What is the COP?
The Conference of Parties (COP) is the decision-making body of the United Nations Framework Convention on Climate Change. The 1st Conference (COP 1) took place in Berlin, Germany in 1995. Since then, the annual summit has become the birthplace of significant climate legislation, including the Kyoto Protocol (COP 3), the Copenhagen Accord (COP 15), and the Paris Agreement (COP 21). Signed by over 190 countries, the latter reinforced the global commitment to keeping global temperature rise well below two degree Celsius above pre-industrial levels by the end of the century, with efforts to limit it to 1.5 degrees. At the time of COP 27, however, current policies put the chance of global temperature rise above two degrees at more than 90 percent.Financing climate action
Over a decade ago, during COP 15 in Copenhagen, Denmark, developed countries agreed to mobilize 100 billion U.S. dollars each year until 2020 for climate finance, i.e., for helping developing countries pay for climate adaptation and mitigation measures. Nevertheless, that target has consistently failed to be met. In 2021, climate finance mobilized by developed countries stood at 89.6 billion U.S. dollars, the highest annual value on record. Another source of criticism regarding climate finance is that loans reign as the main mechanism used, further burdening many already-indebted developing nations. At COP 27, the debate continued regarding setting a new collective quantified target on climate finance to go into effect from 2024, considering the needs and priorities of developing nations.In addition to climate adaptation and mitigation support, COP 27 saw a push for loss and damage finance. The term loss and damage within the UNFCCC context refers to the impacts of climate change that have already taken place or cannot be avoided by mitigation – including the loss of land, lives, and livelihood – and that disproportionately affect low-income countries that have made little contribution to emissions in the past centuries. The loss and damage agreement closed in Sharm El Sheikh was an historic decision; it was the first time countries recognized the demand for finance to respond to loss and damage associated with climate disasters. The details of such a breakthrough agreement are scheduled to be discussed in the subsequent climate summits.

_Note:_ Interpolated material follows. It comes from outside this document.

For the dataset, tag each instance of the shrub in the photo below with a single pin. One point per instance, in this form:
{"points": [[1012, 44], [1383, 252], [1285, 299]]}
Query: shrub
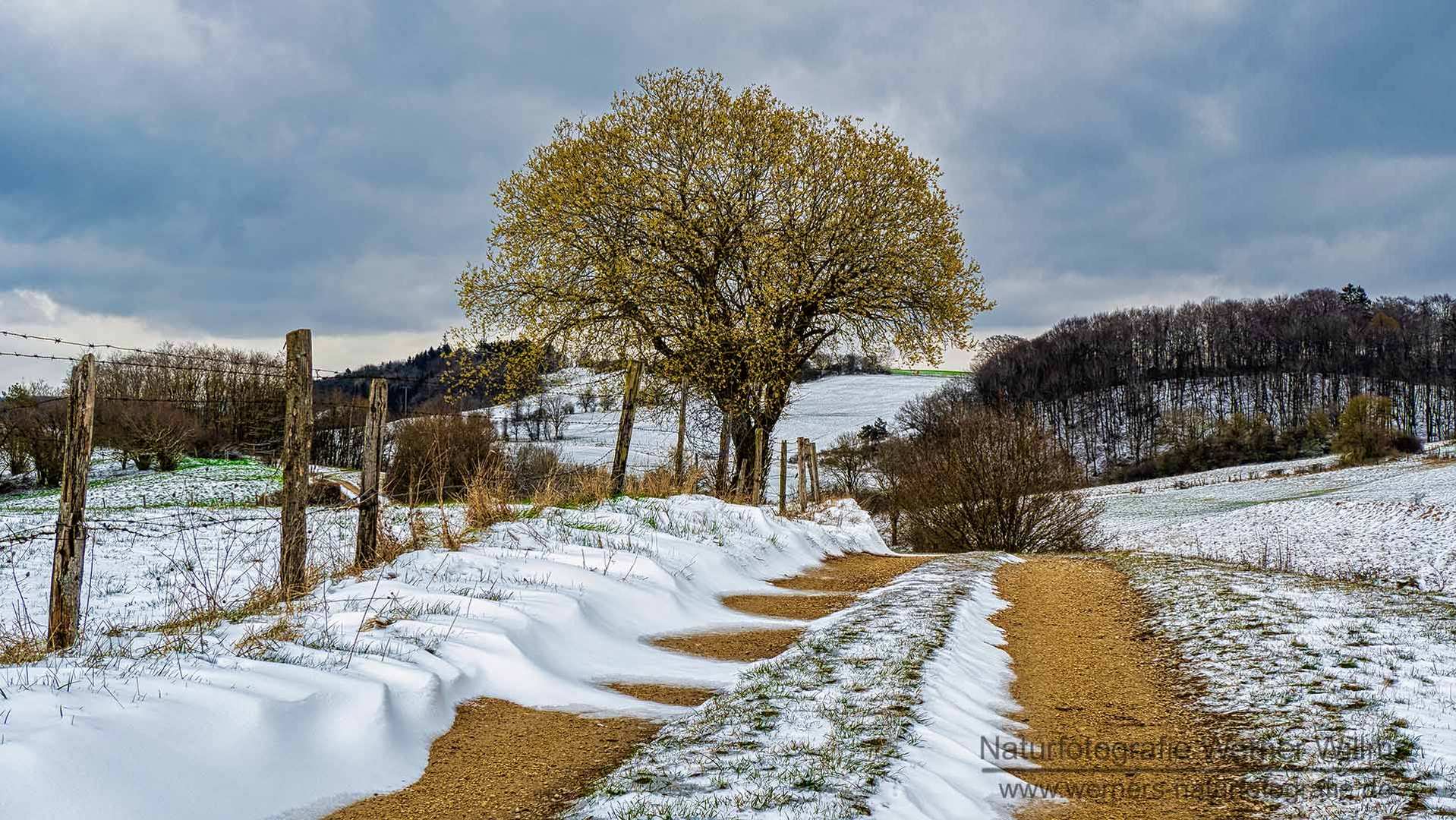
{"points": [[436, 458], [1407, 443], [320, 494], [991, 478], [1365, 430]]}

Renewables and the path to energy security
With Russia’s war in Ukraine leading natural gas and fuel prices to soar and threatening energy security worldwide, the deployment of renewables took the spotlight once more, as a reliable alternative to volatile fossil fuels supplies. In Europe, climate targets such as the Fit for 55 and RePowerEU packages see renewable sources making up 40 percent of the region’s energy mix by mid-century. Across the Atlantic, the Inflation Reduction Act (IRA) signed in August 2022 has become one of the most important climate legislations ever passed in the U.S. Policy provisions in the IRA are forecast to boost the share of clean sources in electricity generation to at least 60 percent by 2030, as opposed to the 46 percent expected without the IRA.At COP 27, a call to accelerate renewable energy deployment was included in the discussions for the first time ever. The milestone was however weakened by deploying the term “low-emissions energy”, which sometimes refers to natural gas. The debate of phasing down or phasing out all fossil fuels, not only coal, will potentially continue in future conferences, with pressure building for a final decision on eliminating such sources from the energy grids to be reached as soon as possible.